Mart ayında gösterime gireceği bildirilen ‘Hizmetçi’ sonunda Ağustos ortası arzı endam etti. Beni bu yıl, çok katmanlı anlatımıyla en fazla heyecanlandıran filmlerin başında geldi ‘Hizmetçi’...
Güney Koreli yönetmen Park Chan-wook gizem ve gerilim dolu fakat son derece estetik sinematografiyle anlattığı öykü, Galli yazar Sarah Waters’ın Viktorya döneminde geçen ‘Usta Parmak’ romanının otuzlu yılların Kore’sine bir uyarlama.
Farklı sınıftan gelen iki kadını görkemli bir malikânede bir araya getiren öykü, cinsel çekimi ve çeşitli entrikaları, eşi az rastlanır bir kurguyla sunuyor. Leydi Hideko malikânesinde eniştesi Kouzuki tarafından özgürlüğü kısıtlanmış bir şekilde yaşamaktadır. Enişte onun servetinin peşindedir. Hizmetçi olarak işe alınan Sook-hee ise alt sınıftan öksüz, genç bir kadındır. İki kadın arasındaki ilişki, zamanla cinsel bir özgürlüğe koşar.

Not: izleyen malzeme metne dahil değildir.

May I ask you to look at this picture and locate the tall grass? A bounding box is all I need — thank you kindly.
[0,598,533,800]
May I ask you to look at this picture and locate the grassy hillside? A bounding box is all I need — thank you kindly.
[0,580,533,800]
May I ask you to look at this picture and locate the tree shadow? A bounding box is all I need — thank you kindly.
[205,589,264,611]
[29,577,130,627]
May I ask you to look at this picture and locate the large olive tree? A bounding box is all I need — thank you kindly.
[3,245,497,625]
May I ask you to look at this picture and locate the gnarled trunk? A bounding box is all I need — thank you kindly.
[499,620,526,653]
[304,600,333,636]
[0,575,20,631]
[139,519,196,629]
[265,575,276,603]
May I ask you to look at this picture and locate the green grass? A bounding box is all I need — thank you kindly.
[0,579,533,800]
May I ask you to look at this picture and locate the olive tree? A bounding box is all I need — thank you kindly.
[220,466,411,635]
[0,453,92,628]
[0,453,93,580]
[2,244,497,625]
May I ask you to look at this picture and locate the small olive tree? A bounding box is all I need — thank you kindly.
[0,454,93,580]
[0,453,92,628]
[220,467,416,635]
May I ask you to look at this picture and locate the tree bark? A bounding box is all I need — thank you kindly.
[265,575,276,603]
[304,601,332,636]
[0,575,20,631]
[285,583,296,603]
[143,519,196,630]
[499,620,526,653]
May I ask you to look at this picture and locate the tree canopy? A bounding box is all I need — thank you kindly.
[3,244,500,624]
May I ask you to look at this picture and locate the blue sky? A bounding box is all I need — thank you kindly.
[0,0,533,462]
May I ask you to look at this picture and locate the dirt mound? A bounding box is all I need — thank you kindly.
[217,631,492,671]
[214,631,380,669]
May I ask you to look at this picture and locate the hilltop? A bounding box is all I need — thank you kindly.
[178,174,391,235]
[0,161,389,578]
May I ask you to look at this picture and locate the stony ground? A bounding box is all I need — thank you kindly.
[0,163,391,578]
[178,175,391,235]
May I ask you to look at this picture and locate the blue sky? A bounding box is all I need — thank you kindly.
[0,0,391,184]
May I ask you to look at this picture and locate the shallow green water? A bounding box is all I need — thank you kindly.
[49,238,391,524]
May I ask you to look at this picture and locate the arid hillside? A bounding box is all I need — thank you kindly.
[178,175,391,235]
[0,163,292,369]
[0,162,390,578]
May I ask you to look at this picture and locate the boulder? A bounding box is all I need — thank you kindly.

Wook, filmde kadın bedenini pornografik bir anlayışla sergilediği eleştirilerine karşı çıktı, ‘röntgenci erkek bakışını üretmediğini, aksine yıktığını’ söyledi. Mükemmel sanat yönetimi, set tasarımı, kostümleri ve oyunculuklarıyla dikkat çeken film yılın en iyilerinden...
Hizmetçi
Yönetmen: Park Chan-Wook
Oyuncular: Kim Min-hee, Kim Tae-ri, Jung woo-Ha
Ürkütücü bir gelecek dizisi
Son yıllarda en etkilendiğim yapımlardan birisi küçük ekrandan geldi: ‘The Handmaid’s Tale’... Türkçesiyle ‘Bir Damızlığın Hikâyesi’, Kanadalı yazar Margaret Atwood’un 1985’te yayımlanan romanından uyarlama.
Yakın bir gelecekten ürkütücü, tüyleri diken eden 12 bölümlük bir TV dizisi. Etkileyiciliği, bugünden mümkün gözüken olayları anlatmasından kaynaklanıyor. ABD’de devleti ele geçirmiş Gilead Cumhuriyeti adlı, Hıristiyan kökten dinci bir hükümetin, doğurgan kadınları damızlık olarak kullanması, öykünün en öne çıkan ögesi.

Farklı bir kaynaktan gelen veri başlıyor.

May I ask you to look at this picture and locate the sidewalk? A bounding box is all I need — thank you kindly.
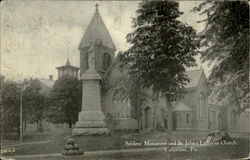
[2,147,165,159]
[1,140,53,147]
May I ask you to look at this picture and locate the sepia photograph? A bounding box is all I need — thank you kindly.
[0,0,250,160]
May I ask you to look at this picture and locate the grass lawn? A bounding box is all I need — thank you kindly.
[2,131,249,160]
[2,132,130,156]
[8,151,249,160]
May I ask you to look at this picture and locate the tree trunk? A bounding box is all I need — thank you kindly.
[68,122,72,129]
[38,120,43,132]
[166,98,173,140]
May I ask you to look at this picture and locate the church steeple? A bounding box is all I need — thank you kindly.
[78,4,116,75]
[56,47,79,78]
[78,4,116,50]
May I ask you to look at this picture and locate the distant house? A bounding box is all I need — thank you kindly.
[56,58,79,78]
[36,75,55,96]
[74,5,248,137]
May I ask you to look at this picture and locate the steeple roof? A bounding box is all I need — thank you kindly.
[56,58,79,69]
[66,58,71,66]
[78,5,116,50]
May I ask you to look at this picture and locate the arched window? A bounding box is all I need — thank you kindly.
[198,92,206,119]
[231,110,236,124]
[103,52,111,71]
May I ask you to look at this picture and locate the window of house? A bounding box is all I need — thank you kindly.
[198,93,206,119]
[209,110,216,123]
[103,52,111,71]
[112,88,131,119]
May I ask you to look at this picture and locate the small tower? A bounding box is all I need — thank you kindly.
[56,52,79,78]
[78,4,116,76]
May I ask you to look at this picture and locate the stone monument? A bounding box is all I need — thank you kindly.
[72,45,110,135]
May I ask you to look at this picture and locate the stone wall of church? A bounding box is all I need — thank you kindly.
[194,73,208,130]
[102,60,138,130]
[223,106,250,133]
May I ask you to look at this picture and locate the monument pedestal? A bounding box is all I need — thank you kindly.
[72,70,110,135]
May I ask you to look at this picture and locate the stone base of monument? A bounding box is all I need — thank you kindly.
[72,128,110,136]
[72,111,110,136]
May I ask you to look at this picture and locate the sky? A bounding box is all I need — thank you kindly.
[1,0,209,80]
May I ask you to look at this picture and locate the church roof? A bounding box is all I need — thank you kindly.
[56,58,79,69]
[185,69,203,88]
[78,8,116,50]
[174,101,192,111]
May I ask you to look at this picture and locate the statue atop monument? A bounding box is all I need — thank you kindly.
[88,45,95,71]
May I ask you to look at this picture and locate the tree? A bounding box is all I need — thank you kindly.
[193,1,249,112]
[1,76,20,133]
[23,79,48,131]
[121,1,200,114]
[48,76,82,128]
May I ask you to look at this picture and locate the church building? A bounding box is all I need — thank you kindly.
[75,6,211,130]
[72,5,248,136]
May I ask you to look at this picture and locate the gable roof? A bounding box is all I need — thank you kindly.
[78,9,116,50]
[37,78,55,88]
[174,101,192,111]
[56,58,79,70]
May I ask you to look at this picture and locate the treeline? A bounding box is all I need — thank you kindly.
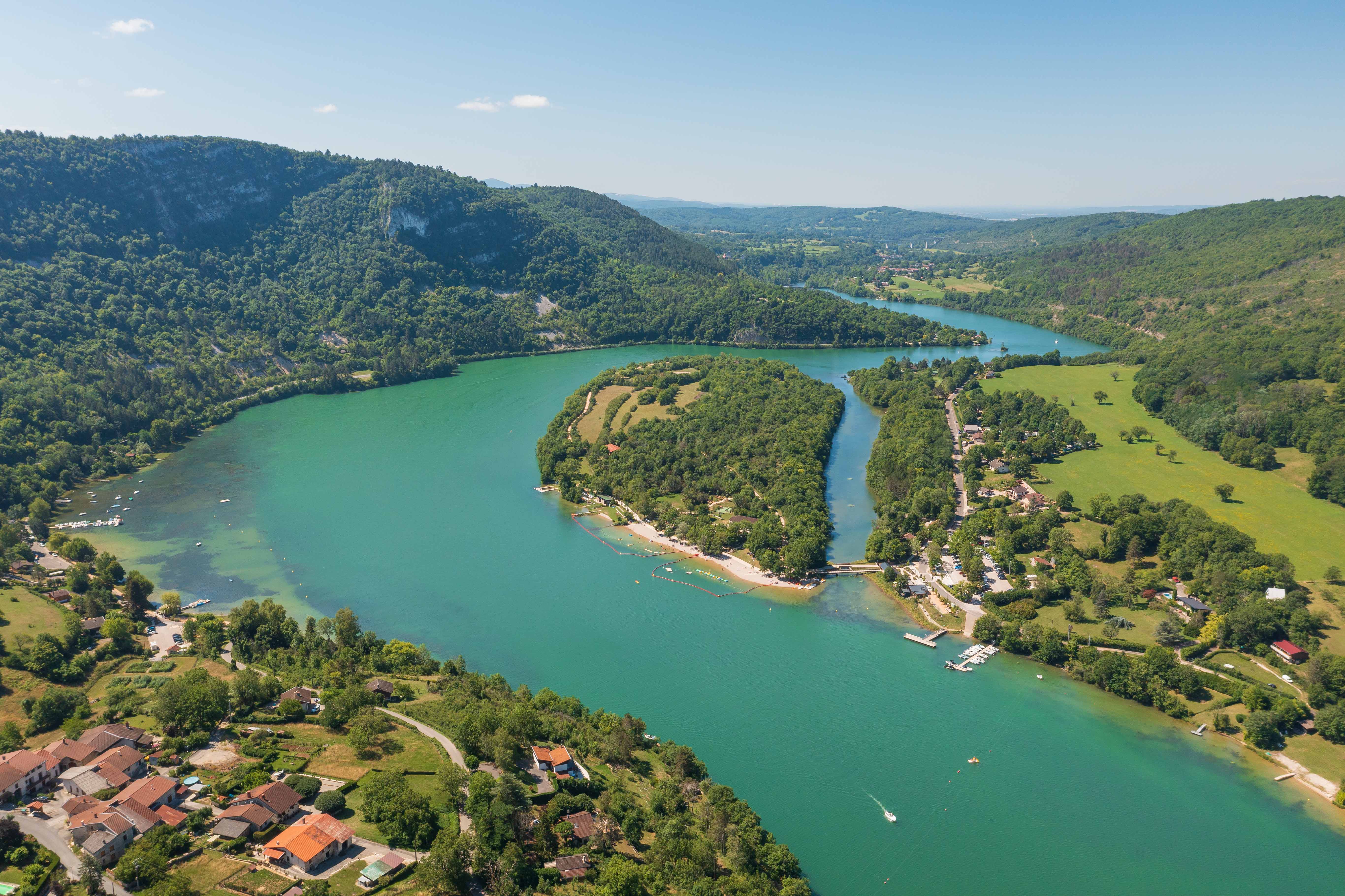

Nükleer savaşlar, salgın virüs hastalıkları derken kadınlar doğurganlıklarını kaybetmiş. Az sayıda genç kadın hâlâ doğurabiliyor Onlar da hükümetin emrinde, sadece üst rütbeli generallerin seks köleleri olarak kullanılıyor.
General kadınları da artık doğurgan değil. Onlar da, İncil kurallarına göre sadece hamile kalmak için yapılan, tek pozisyonlu cinsel birleşmelere yardım ediyorlar. Din hamaseti iktidarın korunması için bir araç. Muhalifler anında sokaklardan evlerden toplanıp asılıyor.
***
Öyküyü doğurgan kölelik adıyla Offred’in gözünden izliyoruz. Elisabeth Moss’un harika bir performansla canlandırdığı ana karakter, vatandaşlık adıyla June, geçmişteki yaşamında kitap editörü olarak çalışmış, kültürlü bir kadın. Kocası öldürülmüş, oğlu ise kaçırılmış. Günün birinde, eli silahlı adamlar çalıştıkları büroyu basıyor ve işlerine son veriliyor.

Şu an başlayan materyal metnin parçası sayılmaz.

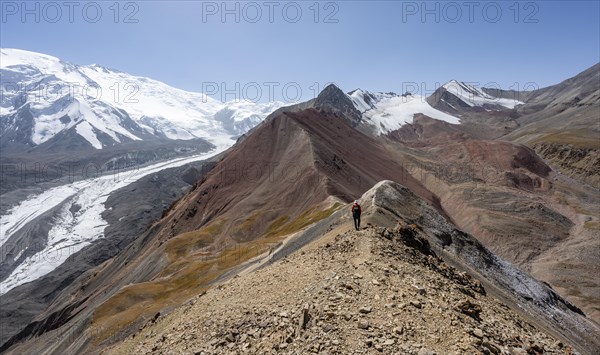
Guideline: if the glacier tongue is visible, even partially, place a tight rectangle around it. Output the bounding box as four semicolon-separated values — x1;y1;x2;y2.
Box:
0;140;235;294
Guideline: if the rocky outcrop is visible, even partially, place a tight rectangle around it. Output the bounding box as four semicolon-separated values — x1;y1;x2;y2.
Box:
533;143;600;187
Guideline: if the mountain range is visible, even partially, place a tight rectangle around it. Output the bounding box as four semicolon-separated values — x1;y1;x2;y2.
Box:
0;50;600;354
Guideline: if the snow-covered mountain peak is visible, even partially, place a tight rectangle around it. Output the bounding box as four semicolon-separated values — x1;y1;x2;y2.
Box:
0;48;283;149
347;89;460;135
442;80;523;109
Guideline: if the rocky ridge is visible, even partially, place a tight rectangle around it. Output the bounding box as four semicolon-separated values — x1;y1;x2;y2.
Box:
102;225;571;355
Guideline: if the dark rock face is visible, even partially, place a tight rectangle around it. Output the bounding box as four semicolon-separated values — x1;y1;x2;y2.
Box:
0;161;215;351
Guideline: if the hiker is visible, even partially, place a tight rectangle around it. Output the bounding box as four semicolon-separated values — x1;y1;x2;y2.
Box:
352;200;362;230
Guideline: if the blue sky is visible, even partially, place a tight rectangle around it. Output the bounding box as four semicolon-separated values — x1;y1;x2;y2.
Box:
0;0;600;101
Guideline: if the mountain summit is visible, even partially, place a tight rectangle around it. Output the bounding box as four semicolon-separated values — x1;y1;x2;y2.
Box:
0;48;282;149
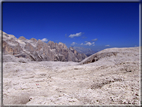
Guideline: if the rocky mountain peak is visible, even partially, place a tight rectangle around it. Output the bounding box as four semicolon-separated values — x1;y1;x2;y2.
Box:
3;33;87;62
30;38;37;42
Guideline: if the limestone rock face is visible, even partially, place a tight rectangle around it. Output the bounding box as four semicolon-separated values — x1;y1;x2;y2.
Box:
2;32;86;62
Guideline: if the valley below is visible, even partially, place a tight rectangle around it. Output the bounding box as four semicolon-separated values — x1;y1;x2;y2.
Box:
3;47;141;106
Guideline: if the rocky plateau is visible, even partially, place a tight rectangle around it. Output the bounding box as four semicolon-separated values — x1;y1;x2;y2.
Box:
3;30;141;106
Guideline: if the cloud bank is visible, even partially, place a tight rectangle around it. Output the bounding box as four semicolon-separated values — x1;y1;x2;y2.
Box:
69;32;82;38
105;45;110;47
84;42;95;46
71;42;77;45
41;38;48;42
92;39;98;41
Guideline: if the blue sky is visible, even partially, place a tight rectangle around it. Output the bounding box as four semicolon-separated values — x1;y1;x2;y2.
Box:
2;3;139;51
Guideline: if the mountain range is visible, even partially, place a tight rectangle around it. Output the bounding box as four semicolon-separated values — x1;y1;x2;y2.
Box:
1;31;87;62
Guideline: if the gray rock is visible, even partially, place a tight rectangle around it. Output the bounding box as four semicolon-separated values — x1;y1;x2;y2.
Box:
3;32;87;62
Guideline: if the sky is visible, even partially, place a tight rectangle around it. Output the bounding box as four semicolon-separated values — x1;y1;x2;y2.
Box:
2;2;139;51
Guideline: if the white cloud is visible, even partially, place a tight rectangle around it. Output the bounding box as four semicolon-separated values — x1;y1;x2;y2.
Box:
71;42;77;45
69;32;82;38
80;43;83;45
41;38;48;42
81;41;95;46
85;42;92;46
92;39;98;41
105;45;110;47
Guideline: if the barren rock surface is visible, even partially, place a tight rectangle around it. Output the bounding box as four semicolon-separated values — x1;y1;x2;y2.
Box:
3;47;140;105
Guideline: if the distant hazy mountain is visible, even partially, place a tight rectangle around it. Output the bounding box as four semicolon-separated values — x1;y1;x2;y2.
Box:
2;32;87;62
73;47;96;56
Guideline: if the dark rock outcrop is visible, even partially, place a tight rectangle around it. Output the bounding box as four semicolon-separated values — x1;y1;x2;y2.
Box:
3;32;87;62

Distopik bir geleceğin bu gün için, kısmen yaşanan gerçekler olduğunu görmek insanı geriyor.
3. bölümde Atwood’un romandaki en önemli mesajı yer alıyor: “Hiçbir şey aniden başlamaz, derece derece ısınan küvette farkına varmadan haşlanarak ölürsünüz.”
Din iktidarlarının yaratacağı eril hakimiyetin kadın bedenini, nasıl metalaştırdığını hazmı zor karelerle izletiyor dizi. Dizi, geçen hafta ABD’de Televizyon Eleştirmen Birliği ödüllerini drama kategorisinde topladı. Emmy ödüllerinin de en büyük favorisi.